6/365 トードインザホール

Towards the end of last year the UK eased lockdown restrictions to the point where meeting up with people was permitted. Alas, it didn’t go very well and – understandably – our country is back in a pretty strict state at the moment.

However, in that small window where it looked like things were getting better, I met up with one of my friends – Lily – who asked me about various things relating to my experience teaching Maths/English, living in Japan, and learning Japanese. It led to her asking if I taught Japanese and I explained that I’m not good enough to teach it properly but that I do sometimes run study groups for “getting into” Japanese self-study. What this really means is that we drill hiragana and katakana (collectively “kana”), learn some useful survival phrases, and then just kinda springboard into sharing pieces of our own self-study and trying to really motivate each other to “keep at it!” with as much cultural discussion as possible.

So I started a little study group with Lily, our friend Josh (we actually all know each other from Magic: the Gathering, funnily enough), and then pretty soon after, my friend Beth and her partner Adam joined, and my cousin Elin too!

We had maybe two months of weekly sessions, bashing our way through the kana, and discussing little bits of “when I was studying, this thing didn’t make sense” issues they were having.

It was pretty successful!

I’m someone who just likes having people round my place for food and chilling out, which is exactly what we did under the umbrella of these Japanese classes.

I hope we resume when the country is a little more settled down and meeting up like this is OK again.

One evening we had a bit of a “Jim Miles special” for dinner: the British dish “Toad in the Hole”. It is a large batter pudding (or Yorkshire pudding) with sausages inside, usually served with gravy (+onions) and some veg on the side. On this occasion we had some mashed potato too, which Lily made!

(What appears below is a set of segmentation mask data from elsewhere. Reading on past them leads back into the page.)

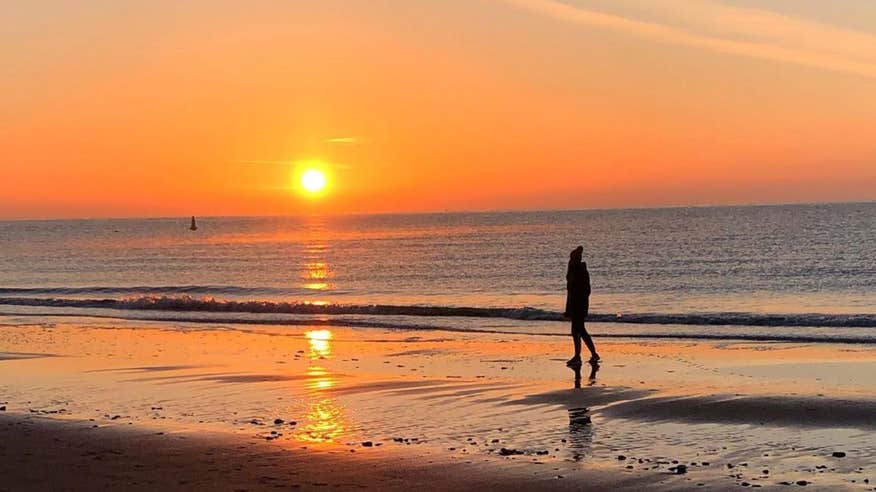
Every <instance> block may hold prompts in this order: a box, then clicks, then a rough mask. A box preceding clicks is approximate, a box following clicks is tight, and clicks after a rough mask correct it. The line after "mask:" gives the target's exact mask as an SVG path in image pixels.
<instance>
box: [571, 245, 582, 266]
mask: <svg viewBox="0 0 876 492" xmlns="http://www.w3.org/2000/svg"><path fill="white" fill-rule="evenodd" d="M583 255H584V246H578V247H577V248H575V249H573V250H572V252H571V253H569V259H570V260H572V261H576V262H579V263H580V262H581V257H582V256H583Z"/></svg>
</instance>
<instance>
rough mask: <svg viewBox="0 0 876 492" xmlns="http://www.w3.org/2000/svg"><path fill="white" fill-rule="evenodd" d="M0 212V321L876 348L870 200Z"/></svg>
mask: <svg viewBox="0 0 876 492" xmlns="http://www.w3.org/2000/svg"><path fill="white" fill-rule="evenodd" d="M190 221H191V217H189V216H186V217H173V218H138V219H90V220H33V221H31V220H25V221H3V222H0V316H3V322H4V323H6V324H9V323H12V324H15V323H57V322H64V320H65V319H74V318H75V319H90V320H101V322H102V323H104V324H107V323H112V322H113V320H116V321H117V322H125V321H132V320H139V321H147V322H154V321H158V322H162V323H164V324H165V325H167V326H170V327H174V328H177V329H187V328H191V327H197V328H198V329H204V328H219V327H222V326H225V325H230V324H235V325H258V324H270V325H280V326H290V327H292V326H301V325H336V326H349V327H359V328H361V329H375V328H376V329H394V330H410V331H412V332H416V331H418V330H424V329H440V330H446V331H448V332H477V331H486V332H500V333H505V332H507V333H530V334H536V335H545V336H551V335H556V336H563V335H567V334H568V326H567V324H566V322H565V321H564V320H563V318H562V315H561V312H562V311H563V307H564V299H565V270H566V263H567V260H568V255H569V252H570V251H571V250H572V249H573V248H575V247H576V246H578V245H581V246H583V247H584V258H585V260H586V262H587V264H588V268H589V270H590V274H591V282H592V288H593V294H592V297H591V315H590V318H589V329H590V331H591V332H592V333H594V334H595V335H596V336H604V337H634V338H692V339H717V340H723V339H726V340H749V341H752V342H770V341H800V342H813V341H814V342H826V343H865V344H872V343H876V203H874V202H870V203H843V204H807V205H779V206H733V207H691V208H663V209H617V210H563V211H525V212H478V213H433V214H399V215H337V216H323V215H312V214H311V215H301V216H283V217H198V218H197V223H198V229H197V230H196V231H192V230H190V228H189V225H190Z"/></svg>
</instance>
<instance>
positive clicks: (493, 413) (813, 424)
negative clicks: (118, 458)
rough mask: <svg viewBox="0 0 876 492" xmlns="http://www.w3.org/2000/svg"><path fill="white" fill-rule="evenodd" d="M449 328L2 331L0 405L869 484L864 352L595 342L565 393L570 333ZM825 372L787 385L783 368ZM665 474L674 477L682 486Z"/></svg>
mask: <svg viewBox="0 0 876 492" xmlns="http://www.w3.org/2000/svg"><path fill="white" fill-rule="evenodd" d="M95 325H97V326H95ZM444 335H445V333H444V332H440V331H425V332H422V333H418V334H416V335H412V334H411V333H409V332H404V331H401V332H400V331H395V330H375V329H373V328H372V329H351V328H335V327H325V326H318V327H309V328H308V327H301V328H297V329H290V328H289V327H247V326H235V325H225V326H209V327H203V328H201V329H190V330H186V331H180V330H178V329H167V328H166V327H164V326H162V325H161V324H158V323H151V324H139V325H136V326H122V327H118V326H115V327H113V326H112V325H110V324H106V323H102V322H99V321H93V322H92V326H88V327H83V326H64V325H45V326H32V327H25V326H14V327H11V326H6V327H3V328H2V329H0V349H2V351H3V352H4V354H5V355H4V356H3V357H0V359H2V360H0V364H2V367H3V371H2V373H0V395H2V397H0V404H4V405H6V406H7V407H8V411H9V412H19V413H29V414H33V415H40V416H50V417H56V418H57V417H61V418H72V419H94V425H99V426H106V425H110V426H113V425H127V424H132V425H140V426H155V427H157V428H161V429H174V428H179V429H203V430H225V431H233V432H238V433H241V434H244V435H247V436H250V437H252V438H257V439H264V440H269V441H270V442H272V443H274V444H276V445H278V446H294V447H300V446H307V447H308V448H313V449H328V450H342V451H346V452H350V451H355V452H359V453H363V452H369V450H374V449H378V448H381V449H383V448H384V447H385V448H386V449H389V448H399V449H402V450H405V451H406V452H411V453H424V452H425V451H424V450H429V453H436V452H437V453H438V456H444V458H445V459H450V460H456V459H459V460H487V461H491V462H494V463H495V464H496V466H503V463H508V462H514V463H518V464H519V463H528V464H529V466H532V467H533V470H534V471H538V473H553V474H555V475H566V474H568V473H573V472H574V471H575V470H582V469H588V468H593V467H596V468H600V469H603V468H608V469H614V470H617V471H618V472H622V473H630V474H653V475H654V476H655V480H660V481H667V483H676V484H677V485H678V486H681V487H686V486H692V485H694V484H696V483H707V484H711V485H720V486H731V485H741V484H742V483H743V482H745V483H748V484H755V485H775V484H779V483H781V482H783V481H784V482H791V483H794V482H796V481H798V480H806V481H808V482H811V483H813V484H815V485H819V486H823V487H847V488H849V489H851V490H864V489H865V488H864V484H863V480H864V479H868V480H872V479H873V478H876V477H874V476H873V474H874V472H876V449H874V442H873V440H872V432H873V430H874V428H873V425H874V424H873V422H872V421H871V419H869V418H867V417H866V416H867V415H872V412H874V411H876V392H874V388H876V385H874V381H873V379H872V378H873V374H876V371H873V370H872V369H874V368H876V353H874V352H873V350H872V349H871V348H869V347H868V346H859V345H858V346H852V345H819V344H789V343H774V344H768V345H763V344H759V345H754V344H750V343H729V342H718V343H715V342H700V343H692V342H665V341H661V342H655V341H641V340H630V341H613V342H604V343H602V344H601V352H602V353H603V356H604V357H605V361H604V363H603V364H602V365H601V366H600V368H599V370H598V371H597V372H596V374H594V375H593V378H592V379H591V377H590V373H589V370H588V369H589V366H585V367H584V369H585V370H584V371H583V372H582V373H581V379H580V381H579V382H576V380H575V374H574V372H573V371H572V370H570V369H568V368H566V367H564V366H563V363H562V361H563V360H564V356H565V355H567V354H566V351H567V350H568V347H567V346H566V345H567V343H568V341H567V340H564V339H555V338H551V337H532V336H528V335H501V334H479V333H472V334H462V335H457V336H454V337H452V338H448V337H446V336H444ZM35 353H44V354H46V353H48V354H51V356H45V357H37V356H35V355H33V354H35ZM22 354H30V355H22ZM825 361H831V362H832V364H823V368H822V370H821V371H820V372H818V373H812V374H805V373H802V372H801V373H799V374H798V376H796V378H795V379H793V380H791V379H788V378H787V377H785V376H786V374H785V373H784V372H783V371H784V369H783V365H787V364H811V365H820V364H821V363H822V362H825ZM851 367H854V368H858V369H861V370H860V371H850V370H849V368H851ZM576 386H580V387H577V388H576ZM278 418H279V419H282V420H283V422H279V423H275V419H278ZM293 422H294V424H293ZM365 442H371V443H372V446H364V445H363V443H365ZM503 449H504V450H505V451H503ZM835 451H842V452H844V453H846V456H845V457H844V458H834V457H833V456H832V453H833V452H835ZM430 456H434V455H432V454H430ZM620 456H623V458H622V459H619V457H620ZM433 459H436V458H433ZM640 460H641V461H640ZM674 461H675V462H677V463H674ZM706 463H708V464H706ZM679 464H685V465H686V471H687V473H684V474H682V475H678V474H677V471H678V468H677V466H678V465H679ZM728 465H730V467H728ZM764 470H768V473H765V472H764ZM853 480H854V482H853ZM685 484H686V485H685Z"/></svg>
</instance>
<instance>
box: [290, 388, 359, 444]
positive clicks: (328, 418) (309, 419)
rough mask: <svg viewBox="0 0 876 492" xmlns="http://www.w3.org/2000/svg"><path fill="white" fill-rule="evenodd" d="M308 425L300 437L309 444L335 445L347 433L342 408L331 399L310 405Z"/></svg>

Afterwards I decided to make a captioned picture in Japanese. I realised that it would be most natural to transliterate “Toad in the Hole” as “トードインザホール” (“tohh-doh-in-zah-hohh-roo”) but on this occasion it felt more amusing to me to try a more literal way, even if – of course – the result would be somewhat wonky Japanese that a native speaker might find baffling. This was my first attempt:

私たちは❛穴中にヒキガエル❜を食べます
わたしたちはあなちゅうにひきがえるをたべます
“watashitachi wa ana-chū ni hikigaeru o tabemasu”
we eat ‘toad in the hole’

私たち
わたしたち
“watashitachi”
we


あな
“ana”
hole

ヒキガエル
ひきがえる
“hikigaeru”
toad

食べます
たべます
“tabemasu”
to eat

When I worked at Neo Culture Club I had told my boss Rie (and many of our students) all about “Toad in the Hole”. They were fascinated by British culture and surprised that I enjoyed cooking – they were always asking me about traditional British food and encouraging me to work information about it into our lessons.

So naturally I sent the above image to Rie and explained that I knew it was kind of nonsense but perhaps she could help me make it better while keeping the wacky “literal” version of “Toad in the Hole”. She was very amused and told me that “穴の中のヒキガエル” would perhaps be better, so I made an updated image:

I reiterate that the transliteration “トードインザホール” would be the most “normal” way to write a foreign dish like this and doing it in literal Japanese is just a bit of fun, but I’m very thankful to Rie for rolling with it and helping me 🙂

また明日!


Image credit: I took the picture on that night in October 2020. Left is my cousin Elin, Lily in the middle, and Josh on the right. Where is Jim? I’m taking the picture 😀

1 Comment

  1. A lovely post about a fascinating subject! Whoever invented the name ‘toad in the hole’, with its double long ‘o’, was a poet (even though many children having school dinners must have been terrified to think at first, as I did, that it was made with real toads). How on earth would one translate into Japanese the expression ‘toad in the marsh’?